Seit er seinen großen Durchbruch mit den Detektivgeschichten der „New York-Trilogie“ (1985-87) schaffte, gilt Auster als jemand, der seine Stadt lesen und ihre U-Bahn-Linien am Geruch erkennen kann. Im Bürgerkrieg des Amerikas aus „Mann im Dunkel“ erklärt New York seine Unabhängigkeit von den Vereinigten Staaten und verabschiedet sich von George W. Bush. Ein Bild, das Auster durchaus gefällt. Kurz nach dem 11.

September 2001 flatterte ihm eine Lyrik-Zeitschrift ins Haus, auf deren Cover lediglich stand: „USA out of NYC“. Die Seite hängt eingerahmt in seinem Arbeitszimmer.
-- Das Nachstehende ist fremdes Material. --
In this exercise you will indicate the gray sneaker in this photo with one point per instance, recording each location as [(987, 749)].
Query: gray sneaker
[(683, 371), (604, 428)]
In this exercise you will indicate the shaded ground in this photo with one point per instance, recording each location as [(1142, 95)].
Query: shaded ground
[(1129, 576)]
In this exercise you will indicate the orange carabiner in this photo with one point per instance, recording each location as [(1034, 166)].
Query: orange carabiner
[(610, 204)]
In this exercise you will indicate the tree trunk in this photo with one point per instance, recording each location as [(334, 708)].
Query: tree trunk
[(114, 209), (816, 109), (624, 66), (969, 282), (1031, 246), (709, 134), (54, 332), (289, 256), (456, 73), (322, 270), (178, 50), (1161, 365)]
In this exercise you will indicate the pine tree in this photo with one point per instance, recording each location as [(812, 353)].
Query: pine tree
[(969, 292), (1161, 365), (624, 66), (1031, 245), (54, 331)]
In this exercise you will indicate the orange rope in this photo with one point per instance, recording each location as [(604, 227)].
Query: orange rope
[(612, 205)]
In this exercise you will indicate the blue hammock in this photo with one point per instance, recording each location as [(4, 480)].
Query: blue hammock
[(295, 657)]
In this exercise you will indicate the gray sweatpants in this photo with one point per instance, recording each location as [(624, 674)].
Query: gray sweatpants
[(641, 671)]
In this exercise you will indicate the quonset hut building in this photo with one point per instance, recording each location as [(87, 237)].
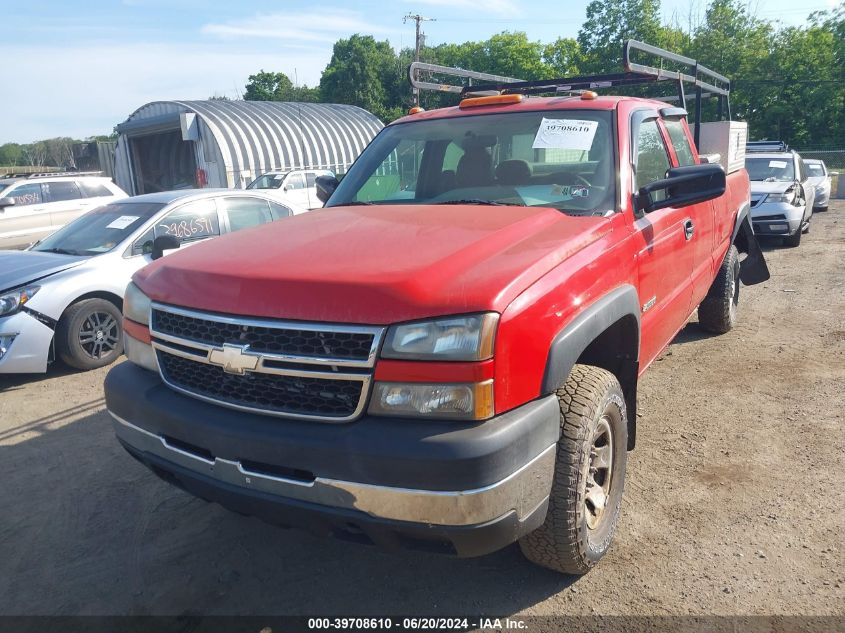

Den Wahlkampf in seiner Heimat verfolgt Auster nervös und angespannt. „Ich wähle nun seit 1968 – lediglich dreimal lag mein Kandidat vorne. Für diese Wahl ist es unmöglich, etwas vorherzusagen. Wäre Barack Obama nicht schwarz, würden die Demokraten mit Sicherheit gewinnen. Aber ich weiß nicht, wie rassistisch Amerika ist, wie sehr der ,Bradley-Effekt‘ mit hineinspielt. Tom Bradley, der bis dato einzige schwarze Bürgermeister von L.A., kandidierte in den Achtzigern bei der Wahl des Gouverneurs von Kalifornien. In den Umfragen lag er weit vorne, und hat dann doch verloren. Sollte Obama gewinnen, wird er während der ersten Regierungsperiode nur mit Aufräumarbeiten beschäftigt sein. Erst in einer zweiten Amtszeit wird er dazu kommen können, positive Veränderungen einzuführen.“

Was bleibt, ist Hoffen. Rührei und Speck, Arme Ritter und Pfannkuchen — es sind die kleinen Dinge, die einen ins Leben zurückrufen. Das angekündigte Frühstück am Ende von „Mann im Dunkel“ – ein Sinnbild für die Hoffnung. „Es gibt nichts Schöneres, als mit der Familie zusammenzusitzen und zu frühstücken, wenn die Sonne wieder zum Vorschein kommt.“ Währenddessen dreht sich die wunderliche Welt weiter. Diese Welt und alle anderen.